Sei que estou pulando entre tópicos, mas há tantas ameaças aqui. Estamos em um ponto onde certamente sabemos o que não pode mais ser como era, mas não sabemos o que será. E há diferentes pessoas tentando empurrar as coisas em direções diferentes.
Vimos nas suas redes sociais você dizendo que reclamar dos déficits comerciais que os Estados Unidos têm com outros países é como reclamar que a classe trabalhadora do mundo produz bens e serviços para os Estados Unidos sem receber quase nada em troca. Você poderia explicar por que isso ocorre?
Uma das coisas que o regime pós-Bretton Woods — e o que as pessoas passaram a chamar de globalização — estava buscando ativamente, especialmente entre as elites dos EUA, era uma maneira de envolver mão de obra mais barata em diferentes partes do mundo. E existem duas modalidades que você pode usar, seja estando nos Estados Unidos ou, para esse caso, na Alemanha, França, ou qualquer um dos grandes centros metropolitanos.
Uma delas é a imigração — legal ou ilegal — e podemos falar sobre a questão do status “ilegal” dos imigrantes como algo socialmente construído. É um mecanismo para criar uma segunda camada, uma classe inferior de não-cidadãos dentro da classe trabalhadora — pessoas que não têm direitos, nenhuma capacidade de se organizar, nenhuma voz política. É uma forma de garantir não apenas baixos salários e precariedade, mas também de manter a capacidade — dependendo do ciclo econômico — de enviar as pessoas de volta.

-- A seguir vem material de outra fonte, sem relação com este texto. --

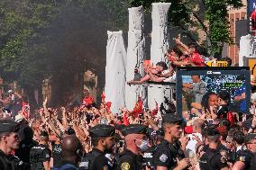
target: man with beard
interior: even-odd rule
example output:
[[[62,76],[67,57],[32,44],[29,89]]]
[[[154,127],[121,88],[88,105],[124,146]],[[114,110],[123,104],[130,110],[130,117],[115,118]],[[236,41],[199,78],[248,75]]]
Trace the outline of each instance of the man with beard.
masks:
[[[115,144],[115,129],[110,125],[98,124],[90,129],[93,150],[82,158],[79,168],[82,170],[110,170],[106,153],[112,153]]]
[[[247,149],[242,150],[233,166],[233,170],[256,169],[256,133],[245,137]]]
[[[39,145],[33,147],[30,151],[30,163],[32,170],[50,170],[51,153],[48,146],[49,134],[41,131]]]
[[[121,130],[126,148],[116,157],[117,170],[142,170],[142,153],[149,148],[146,137],[147,127],[142,124],[130,124]]]
[[[208,145],[202,148],[205,152],[199,160],[201,169],[224,170],[229,168],[230,150],[220,141],[220,132],[215,128],[206,131]]]

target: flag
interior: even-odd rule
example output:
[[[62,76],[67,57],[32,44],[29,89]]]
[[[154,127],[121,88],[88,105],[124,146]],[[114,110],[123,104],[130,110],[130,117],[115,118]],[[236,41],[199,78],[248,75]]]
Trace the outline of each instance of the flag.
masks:
[[[152,111],[152,115],[155,116],[158,114],[158,112],[159,112],[159,104],[158,103],[155,101],[156,103],[156,108]]]
[[[94,98],[92,96],[85,97],[83,100],[83,104],[85,105],[92,105],[94,103]]]
[[[102,92],[102,94],[101,94],[101,102],[102,102],[102,103],[105,103],[105,92]]]
[[[112,105],[111,102],[105,103],[105,109],[106,109],[107,112],[111,112],[111,105]]]
[[[27,103],[23,102],[23,109],[22,109],[22,115],[28,120],[30,117],[30,104]]]
[[[133,113],[135,114],[135,118],[138,117],[139,114],[143,112],[143,104],[141,97],[138,98],[138,101],[133,108]]]

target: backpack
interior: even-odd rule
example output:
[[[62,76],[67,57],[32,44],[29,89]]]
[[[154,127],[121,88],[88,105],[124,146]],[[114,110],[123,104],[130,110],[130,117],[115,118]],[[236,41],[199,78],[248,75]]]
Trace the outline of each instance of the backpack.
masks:
[[[66,170],[69,168],[73,168],[76,170],[78,170],[78,167],[76,167],[75,166],[71,165],[71,164],[65,164],[64,166],[61,166],[60,167],[53,167],[52,170]]]

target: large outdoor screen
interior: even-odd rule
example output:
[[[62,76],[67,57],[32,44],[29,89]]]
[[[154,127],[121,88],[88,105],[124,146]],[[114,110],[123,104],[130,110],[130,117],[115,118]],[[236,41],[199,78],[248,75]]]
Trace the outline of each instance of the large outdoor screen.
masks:
[[[177,112],[200,112],[220,106],[221,94],[228,96],[233,112],[249,113],[249,67],[179,67],[177,72]]]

Milton Friedman foi muito claro sobre isso: a questão da imigração não se trata apenas de trazer pessoas para dentro do país, mas de garantir que elas cheguem de forma ilegal, para que não tenham direitos. Dessa forma, você cria o que costumávamos chamar, em termos mais antigos, de “exército de reserva” de mão de obra. Essa é uma modalidade.
A outra maneira de acessar mão de obra barata é exportando partes da sua cadeia de produção. Isso significa integrar trabalhadores em regiões onde os salários são mais baixos aos seus sistemas produtivos.
Há algo muito interessante aqui, especialmente quando você conecta isso ao papel da economia dos EUA — e ao dólar americano em particular — na era pós-Bretton Woods. Esse sistema permitiu que os Estados Unidos se apropriassem dos benefícios da mão de obra barata, tanto nacional quanto internacionalmente.
O lado internacional disso, é claro, está ligado ao déficit estrutural da conta corrente que os EUA têm mantido por mais de 50 anos. E a capacidade de sustentar esse déficit está intimamente ligada ao papel do dólar como moeda de reserva internacional.
Depois, temos a questão da imigração. E a ironia aqui é que Trump está, de muitas maneiras, atacando esses dois pilares — déficits comerciais estruturais e imigração.
O que as pessoas precisam entender é que tanto a imigração quanto os déficits comerciais têm sido centrais para manter a estabilidade política nos EUA, mesmo com a desigualdade econômica crescendo. Historicamente, em muitos casos ao longo dos últimos 30, 40, 50 anos, o aumento da desigualdade foi moderado politicamente pelo acesso a bens baratos. Os bens no pacote de salário médio permaneceram baratos, tanto devido às importações, viabilizadas pelos déficits da conta corrente, quanto pela integração da mão de obra global. Isso permitiu que a desigualdade crescesse enquanto ainda se mantinha a estabilidade política.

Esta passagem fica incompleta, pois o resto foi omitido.